Omicron was more severe for unvaccinated children in the 5-11 age group, study shows - New Style Motorsport

Unvaccinated children ages 5 to 11 were hospitalized with Covid at twice the rate of vaccinated children during the winter surge of the Omicron variant, the Centers for Disease Control and Prevention reported Tuesday.

The study was the latest to show that vaccines help keep children out of hospital with Covid, even though the shots lose some of their potency in stopping infections of the Omicron variant.

But the CDC report, based on data from hospitals serving about 10 percent of the US population in 14 states, also offered some of the strongest evidence to date that racial disparities in childhood vaccination could be leaving black children more exposed to serious illnesses from covid.

Black children in the age group 5 to 11 years accounted for about a third of unvaccinated children in the study, the largest of any racial group, and made up about a third of overall Covid-related hospitalizations within the age group. age.

2020 estimates based on census data suggest that black children made up about 14 percent of US residents ages 5 to 11. But it’s not clear whether the areas covered by the CDC study are representative of the country’s population, making it difficult to accurately measure disparities.
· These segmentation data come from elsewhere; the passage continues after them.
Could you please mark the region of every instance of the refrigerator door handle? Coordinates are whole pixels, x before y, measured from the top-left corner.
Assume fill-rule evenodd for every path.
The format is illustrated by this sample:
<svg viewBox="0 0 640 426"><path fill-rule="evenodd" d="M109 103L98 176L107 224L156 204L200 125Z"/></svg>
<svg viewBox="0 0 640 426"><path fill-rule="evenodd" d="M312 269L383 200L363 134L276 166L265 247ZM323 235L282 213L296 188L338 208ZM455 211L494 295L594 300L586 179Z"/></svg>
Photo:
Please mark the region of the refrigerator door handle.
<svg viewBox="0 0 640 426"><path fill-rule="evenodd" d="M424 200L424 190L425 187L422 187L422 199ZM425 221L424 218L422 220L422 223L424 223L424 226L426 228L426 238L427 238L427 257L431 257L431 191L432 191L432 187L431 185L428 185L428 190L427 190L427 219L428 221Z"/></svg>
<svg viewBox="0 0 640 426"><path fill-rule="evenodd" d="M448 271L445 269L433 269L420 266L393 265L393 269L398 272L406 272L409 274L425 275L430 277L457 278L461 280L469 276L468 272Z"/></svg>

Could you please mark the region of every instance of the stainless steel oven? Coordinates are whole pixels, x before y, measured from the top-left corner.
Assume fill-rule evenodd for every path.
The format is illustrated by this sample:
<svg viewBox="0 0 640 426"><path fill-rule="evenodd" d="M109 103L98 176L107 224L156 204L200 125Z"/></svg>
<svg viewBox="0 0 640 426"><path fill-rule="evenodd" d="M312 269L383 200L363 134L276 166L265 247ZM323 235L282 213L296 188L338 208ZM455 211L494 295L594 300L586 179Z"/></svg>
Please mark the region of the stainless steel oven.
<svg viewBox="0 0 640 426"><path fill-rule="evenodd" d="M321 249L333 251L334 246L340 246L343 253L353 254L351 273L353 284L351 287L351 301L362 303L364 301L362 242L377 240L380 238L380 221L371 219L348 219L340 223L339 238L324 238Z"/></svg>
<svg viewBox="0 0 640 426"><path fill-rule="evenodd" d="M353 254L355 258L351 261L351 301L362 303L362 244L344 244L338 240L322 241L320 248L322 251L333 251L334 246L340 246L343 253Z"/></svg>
“Increasing vaccination coverage among children, particularly among racial and ethnic minority groups disproportionately affected by COVID-19, is critical to preventing hospitalization and serious outcomes associated with COVID-19,” the study said. the CDC.

The agency has not reported national data on the race or ethnicity of vaccinated children, making it difficult for researchers to examine gaps in protection.

Seven states and Washington, DC, report racial data for vaccinated children ages 5 to 11 years. Black children were vaccinated at lower rates than white children in most but not all of those states, according to an analysis by the Kaiser Family Foundation this month. Asian children tended to have the highest vaccination rates, the analysis found, and Hispanic children were inoculated at lower or similar rates than white children.

Among all US residents, black people remain less likely to be vaccinated than white people, although the gap has narrowed over the course of the vaccination campaign.

Children are protected in much smaller numbers: only about a third of children ages 5 to 11 have at least one dose of the vaccine, the lowest rate of any age group. And the pace of vaccination in that age group has slowed considerably in recent weeks.

The CDC study covered the period from mid-December to the end of February, during which some 400 children were hospitalized with Covid at the selected hospitals that participated in the study. Nearly 90 percent of them were unvaccinated. The report said about a third of the children had no underlying medical conditions and a fifth were admitted to an intensive care unit.

Among children who tested positive for the virus before or during their hospitalization, three-quarters of them were admitted primarily for Covid, rather than other illnesses, the CDC said.

The agency said that Omicron appeared to be causing less severe disease in children than the Delta variant, just as it did in adults, but that Omicron was so contagious and infected so many children that they were hospitalized at higher rates during the Omicron surge. .

Infected children are much less likely to become seriously ill than adults. But because younger children (under 5 years of age) do not yet qualify for vaccination and older children are vaccinated at much lower rates, children in general are somewhat less protected against the virus than adults.